PARIS — Ethnic jewelry, fringed handbags and antique looks were among the items that headlined the action at the Eclat de Mode costume jewelry show and Premiere Classe accessories salon held here late last month. Here’s a roundup:

Eclat de Mode: Escape, to either the past or to foreign cultures, was the theme at Eclat de Mode, where antique-look jewelry and bold ethnic pieces were a hit with buyers. Colors united both themes, with red, green and prune stones and crystals making a strong impression on buyers.

The show drew 7,045 buyers from 74 countries, slightly down from last year, according to a spokeswoman for the show.

Most buyers said their budgets were on a par with last year or slightly up, but vendors asserted that retailers were opting for safe bets and value for money.

“They want jewelry that’s easy to wear,” said Sandrine Reaux, sales representative for Danish jewelry manufacturer Pilgrim, “but [items] that still attract attention and are affordable.”

Ethnic looks are getting a modern spin for next season, according to vendors.

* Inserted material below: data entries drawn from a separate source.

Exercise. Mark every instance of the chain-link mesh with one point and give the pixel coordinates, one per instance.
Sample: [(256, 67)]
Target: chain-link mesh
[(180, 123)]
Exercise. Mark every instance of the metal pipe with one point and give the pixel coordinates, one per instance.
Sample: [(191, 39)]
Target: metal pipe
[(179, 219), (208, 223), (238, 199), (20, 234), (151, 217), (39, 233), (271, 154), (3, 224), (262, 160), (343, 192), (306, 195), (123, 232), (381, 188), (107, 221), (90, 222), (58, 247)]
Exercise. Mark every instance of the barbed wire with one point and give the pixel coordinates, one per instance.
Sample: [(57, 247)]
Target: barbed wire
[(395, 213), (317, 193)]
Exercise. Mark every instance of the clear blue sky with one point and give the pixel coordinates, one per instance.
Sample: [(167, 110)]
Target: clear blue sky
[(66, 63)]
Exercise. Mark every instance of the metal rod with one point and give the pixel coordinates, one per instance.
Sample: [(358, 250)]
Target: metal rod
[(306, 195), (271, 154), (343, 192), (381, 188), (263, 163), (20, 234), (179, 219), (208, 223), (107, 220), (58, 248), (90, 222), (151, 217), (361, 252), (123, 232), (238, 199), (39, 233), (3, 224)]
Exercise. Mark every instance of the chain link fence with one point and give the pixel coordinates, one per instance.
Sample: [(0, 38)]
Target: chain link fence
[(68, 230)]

“Call it neoprimitive,” said Paul Louis Orrier, owner-designer at Amok, which showcased such subtle ethnic looks as a three-chain amber necklace wholesaling for $259. “Buyers are responding really well.”

“The [ethnic] trend is doing very well,” agreed Eva Ray, marketing director for France for Polish designer Marcin Zaremski, whose bestseller was an amber and silver beaded necklace for $103.

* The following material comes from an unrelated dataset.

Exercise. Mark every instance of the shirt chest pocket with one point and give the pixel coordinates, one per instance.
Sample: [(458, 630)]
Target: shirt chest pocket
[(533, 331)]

Sherry Guillon, buyer for three Cherry Chau corners in Selfridges and Harvey Nichols department stores in the U.K., said she liked the ethnic trend. “[I’m looking for] a mix of feminine and bold colors,” she said.

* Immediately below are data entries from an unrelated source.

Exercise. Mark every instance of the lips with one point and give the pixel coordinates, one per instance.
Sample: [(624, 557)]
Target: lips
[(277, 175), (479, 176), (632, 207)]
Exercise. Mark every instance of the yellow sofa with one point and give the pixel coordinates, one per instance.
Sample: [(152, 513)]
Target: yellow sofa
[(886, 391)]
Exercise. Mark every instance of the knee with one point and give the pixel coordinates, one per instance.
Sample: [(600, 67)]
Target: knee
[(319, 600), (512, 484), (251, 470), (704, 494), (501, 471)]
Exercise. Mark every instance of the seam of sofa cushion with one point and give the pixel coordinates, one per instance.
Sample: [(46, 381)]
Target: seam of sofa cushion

Items with a more delicate, feminine feel were also getting play at the show.

“Buyers like very fine, very worked looks a lot,” said Ruth Azoulay, owner/designer at Elor, whose bestseller was an antique-look necklace featuring pink stones that wholesaled for $37.

Paris-based Helene Marchal, buyer for the 800-square-foot accessories and jewelry store Anael, zeroed in on romantic looks that were showcased at Colleen Toland and Zor. At Zor, the best-selling item was a ring featuring a butterfly with a retail price of $59, while at Colleen Toland, delicate earrings and necklaces featuring blue stones wholesaling from $7 to $85 were getting orders.

Premiere Classe: Fashion and fun collided at Premiere Classe accessories show, held within the sprawling Pret a Porter trade fair at Porte de Versailles.

Embossed and fringed leather bags jostled with fantasy pieces for attention.

Some buyers lamented that manufacturers were overly cautious and erred by showcasing safe trends.”I’m very disappointed, there’s nothing new,” said Christophe Vialleton, buyer for the 11,000-square-foot concept store Jey in Paris. “Trends have not evolved and there are no new names.”

Still, Vialleton said that he planned to increase his accessories spending for the season by 10 to 15 percent this year.

Other buyers were pleased with their finds. Mary Spiteri, owner of Tit Fer Tat, a boutique in Surrey, England, praised the studded bags on display, while Marie Christine Teller, manager of the two-unit Michat boutique in Cannes, welcomed the return of lace as a trimming for accessories. Teller, however, noted that her buying power had been reduced by 50 percent in the wake of Sept. 11 and the economic downturn.

Perhaps because of the gloomy climate, manufacturers were infusing humor into accessories designs.

At the Tenri’s stand, novelty bags featuring Indian imagery and old-fashioned advertising were popular with buyers, according to sales executive Claire-Marie Busnel.

Other novelties included straw bags shaped like laced-up corsets at Poisson Bleu, while teaspoons decorated leather bags at Claude Gerard.

Elsewhere, leather fringe sprouted on scarves and bags.

“There’s a lot of interest in fringing,” said Rebecca Catt, sales director at Roucou Paris, adding that embossed leather was also attracting buyers’ attention.